Akim Demaille wrote:

> > I do admit I usually don't declare my local variables const though
> > they often should be
> I recently had to work on some piece of software with coroutines,
> and known what variables are immutable was really reassuring.

I haven't done coroutines, but threads, and of course, everything
that's exposed there, I make as const as possible. But that doesn't
usually include local variables.

> In my code I usually try to having the smallest possible scopes
> for variables, more for readability than quick destruction, and

Me too.

> I now spread `const` for similar reason: help the reader.

I think it's double-edged. OT1H, when the reader is trying to
understand the code in detail, it certainly helps; OT2H on casual
quick reading, too much verbosity can distract, especially for code
that is not that complex.
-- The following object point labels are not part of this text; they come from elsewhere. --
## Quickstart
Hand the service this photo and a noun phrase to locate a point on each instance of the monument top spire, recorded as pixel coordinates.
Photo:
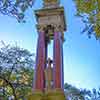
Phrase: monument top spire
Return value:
(51, 3)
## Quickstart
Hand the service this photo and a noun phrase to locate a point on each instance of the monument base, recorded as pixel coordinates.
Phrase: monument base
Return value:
(57, 94)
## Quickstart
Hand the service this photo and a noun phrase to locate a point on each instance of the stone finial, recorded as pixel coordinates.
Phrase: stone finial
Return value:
(51, 3)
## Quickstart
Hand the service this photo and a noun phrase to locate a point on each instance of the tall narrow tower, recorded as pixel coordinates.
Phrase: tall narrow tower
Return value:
(49, 81)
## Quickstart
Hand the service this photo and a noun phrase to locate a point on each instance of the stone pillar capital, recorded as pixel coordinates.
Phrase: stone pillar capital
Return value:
(40, 28)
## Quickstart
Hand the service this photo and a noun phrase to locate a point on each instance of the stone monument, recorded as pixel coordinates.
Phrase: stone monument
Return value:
(48, 80)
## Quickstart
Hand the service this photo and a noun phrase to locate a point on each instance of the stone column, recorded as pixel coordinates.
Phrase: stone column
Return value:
(58, 60)
(40, 62)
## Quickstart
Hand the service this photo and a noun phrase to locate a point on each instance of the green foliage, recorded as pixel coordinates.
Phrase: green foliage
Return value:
(15, 8)
(16, 74)
(89, 11)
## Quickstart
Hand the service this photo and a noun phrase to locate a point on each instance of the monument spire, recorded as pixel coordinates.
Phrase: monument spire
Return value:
(49, 81)
(51, 3)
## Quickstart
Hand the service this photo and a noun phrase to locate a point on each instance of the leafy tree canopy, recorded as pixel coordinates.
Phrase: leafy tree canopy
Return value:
(89, 11)
(15, 8)
(16, 72)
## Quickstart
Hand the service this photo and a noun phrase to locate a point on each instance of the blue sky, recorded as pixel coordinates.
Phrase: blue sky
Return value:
(81, 55)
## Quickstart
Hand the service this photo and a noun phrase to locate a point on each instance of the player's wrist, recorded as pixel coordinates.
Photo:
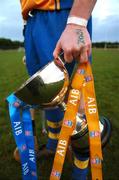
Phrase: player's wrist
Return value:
(77, 21)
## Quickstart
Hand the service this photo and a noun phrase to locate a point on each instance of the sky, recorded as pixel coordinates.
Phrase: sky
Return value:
(105, 20)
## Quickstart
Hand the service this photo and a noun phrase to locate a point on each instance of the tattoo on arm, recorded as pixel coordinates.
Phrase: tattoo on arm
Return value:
(80, 36)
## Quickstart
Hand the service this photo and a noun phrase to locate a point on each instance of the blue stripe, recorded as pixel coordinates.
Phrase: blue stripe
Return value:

So as I said, with a more concise syntax,
it would be a no-brainer to me, but as things are, I often prefer
shorter code. (For a similar reason, I also prefer "i" to
"FoobarLoopCounter"; short names are quicker to parse mentally, and
with small scopes there's no big danger of forgetting what the
variables are, and of course, as a mathematician I'm used to short
index variable names anyway. :)

> > but
> > if "const" with implied "auto" can simply work, that would be great.
> > But we're not designing C++ here, I know ...
> I recently changed works, and have to deal with JavaScript.
> They have const!  But they also have let, and it means something
> different...

But they don't have type declarations. ;) I'm not trying to argue
about names ("let", ":=", simple "const" or whatever), I'd just like
to have a single thing that declares constness and auto-type (which
really is the most common combination I need for local variables).

Hans Åberg wrote:

> There is Unicode U+2254 COLON EQUALS if one dares leaving the
> ASCII range, which in fact I am using in my own language, for
> definitions and Hoare logic code.

Whether C++ should go Unicode (apart from char/string literals) is
another can of worms. Anyway, the token ":=" is also unused in C++
so far (":" "=" doesn't occur in any valid syntax AFAIK).